Hint: Firstly check if both the equations are balanced or not . After balancing the equation we have seen how many moles are used while forming the products. As we need ${\left( {C{F_2}} \right)_n}$ so we need to make a relation where we can check the consumption of fluorine while forming this product ,because we have provide $F = 19$

Complete step by step answer:
$\left( 1 \right)$ $2Co{F_2} + {F_2} \to 2Co{F_3}$
$ \Rightarrow $ From the above equation 1 mole of ${F_2} \equiv $2 mole of $Co{F_3}$
$\left( 2 \right)$ $2n \times \dfrac{{1000g}}{{50n}} = 40mole$${\left( {C{H_2}} \right)_n} + 4nCo{F_3} \to {\left( {C{F_2}} \right)_n} + 2nHF + 4nCo{F_2}$
$ \Rightarrow $ From above equation 4n mole of $Co{F_3}$$ \equiv $ 1 mole of ${\left( {C{F_2}} \right)_n}$
 Now , 1 mole of ${F_2} \equiv $2 mole of $Co{F_3}$
$ \Rightarrow $ needs to multiply 2n to the relation to make the value of $Co{F_3}$ equal .
$2n{F_2} \equiv 4nCo{F_3}$
 $ \Rightarrow $ we can write $2n{F_2} \equiv {\left( {C{F_2}} \right)_n}$
$1{\left( {C{F_2}} \right)_n} = 50n$
 $2n \times \dfrac{{1000g}}{{50n}} = 40mole$
Weight of ${F_2}$ given $ = 19$
Weight of the ${F_2}$required $40 \times 38 = 1520g$ $ = 1.52kg$

So, option $A$ is correct .
Note:
To balance a chemical equation we need to focus on two things: the subscript and coefficients of the different elements . Subscript is a part of a formula and it can’t be changed whereas coefficient is the number of particular reactants present.

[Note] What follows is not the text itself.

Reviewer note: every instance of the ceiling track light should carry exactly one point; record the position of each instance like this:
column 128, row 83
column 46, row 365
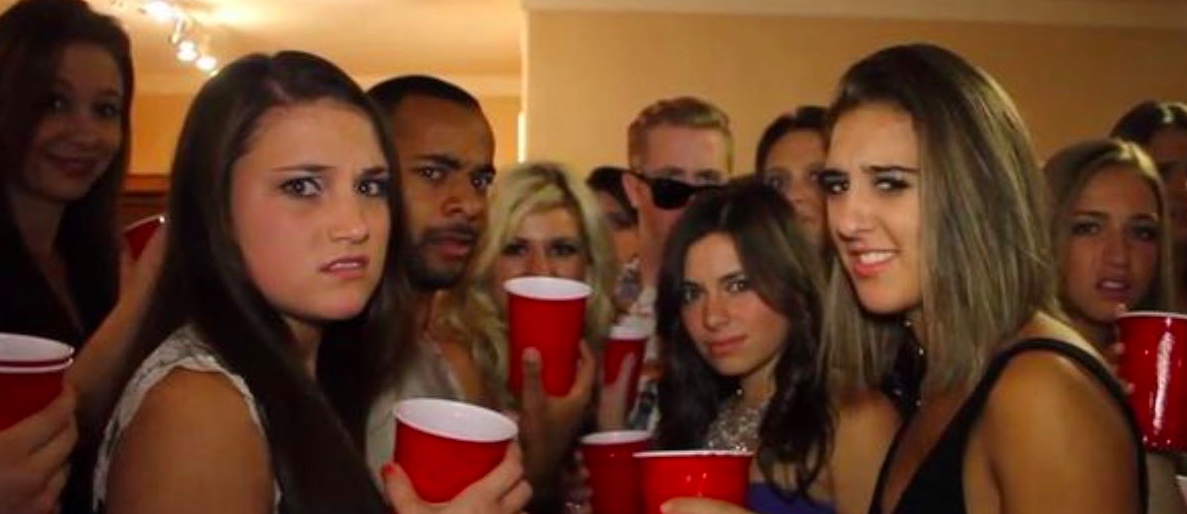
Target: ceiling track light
column 190, row 42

Coefficient is regarded as the number of moles , it is present just in front of any chemical formula. If no coefficient is present then it is regarded as 1 mole . mole is a unit of measurement for the amount of substance. so that’s why we wrote 1 mole of fluorine is almost equal to $Co{F_3}$.
Molecular weight of fluorine is 19
Molecular weight of carbon is 12
Molecular weight of cobalt 59
${\left( {C{F_2}} \right)_n}$ so putting the values we get $50n$
In a chemical reaction just like energy , the atoms can neither be created nor destroyed . so even if the reactions are changed the number of the atoms in the reactant and product will always be equal.